İdari işlemlerin yargısal denetiminin hukuka uygunluk denetimi ile sınırlı olması karşısında bu denetimin maddi olayı da kapsadığının kabulü gerekir. Şöyle ki idari davaya konu işlemler, dayandığı, düzenlediği olaydan soyutlanmış olarak yargılamaya konu edilemez. Birçok idari uyuşmazlıkta maddi olanla hukuki olan arasında bir ayrım yapmak mümkün olmayabilir.
İdari davalarda inceleme konusu olan hukuki işlem niteliğindeki bir idari işlemdir. Hukuki işlemin incelenmesi, işlemin dayanağı durumunda bulunan maddi olaydan bağımsız bir inceleme değildir.

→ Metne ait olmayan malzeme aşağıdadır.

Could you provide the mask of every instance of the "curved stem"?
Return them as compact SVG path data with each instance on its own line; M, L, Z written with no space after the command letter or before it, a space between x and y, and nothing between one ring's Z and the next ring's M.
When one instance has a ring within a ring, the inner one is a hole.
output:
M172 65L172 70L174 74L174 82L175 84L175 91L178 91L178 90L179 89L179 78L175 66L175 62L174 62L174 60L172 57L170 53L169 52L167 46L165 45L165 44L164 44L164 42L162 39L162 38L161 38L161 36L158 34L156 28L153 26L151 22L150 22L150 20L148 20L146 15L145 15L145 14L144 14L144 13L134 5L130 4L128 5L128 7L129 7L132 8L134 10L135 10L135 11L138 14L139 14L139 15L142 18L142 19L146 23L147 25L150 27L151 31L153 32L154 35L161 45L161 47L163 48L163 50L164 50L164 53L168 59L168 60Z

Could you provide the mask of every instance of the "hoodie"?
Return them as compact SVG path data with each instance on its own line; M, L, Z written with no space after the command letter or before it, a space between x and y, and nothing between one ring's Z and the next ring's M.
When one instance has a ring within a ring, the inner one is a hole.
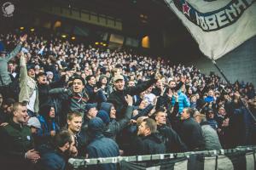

Adli yargıda maddi olay incelemesi yapılırken nasıl ki olayın subuta erip ermediği incelenerek bir sonuca ulaşılıyor ise idari yargıda da idarelerce tesis edilen işlemlerin dayanağını teşkil eden maddi olayın irdelenerek sonuca ulaşılması esastır.
213 sayılı Vergi Usul Kanunu’nun 359. maddesinde, sahte belge “gerçek bir muamele veya durum olmadığı halde bunlar varmış gibi düzenlenen belge” olarak tanımlanmaktadır.
Davacı şirket adına, sahte fatura düzenlemek suretiyle komisyon geliri elde ettiği yolunda tespitleri içeren vergi tekniği raporu done alınarak düzenlenen vergi inceleme raporuna dayanılarak yapılan tarhiyatın kaldırılması istemiyle açılan davayı sonuçlandıran Vergi Mahkemesi kararına yöneltilen istinaf başvurularına ilişkin Vergi Dava Dairesi kararına yöneltilen temyiz istemi hakkında, davacı şirket hakkında düzenlenen vergi tekniği raporundaki tespitler değerlendirilmek suretiyle karar verilmesi gerektiği oyuyla Daire kararına katılmıyorum.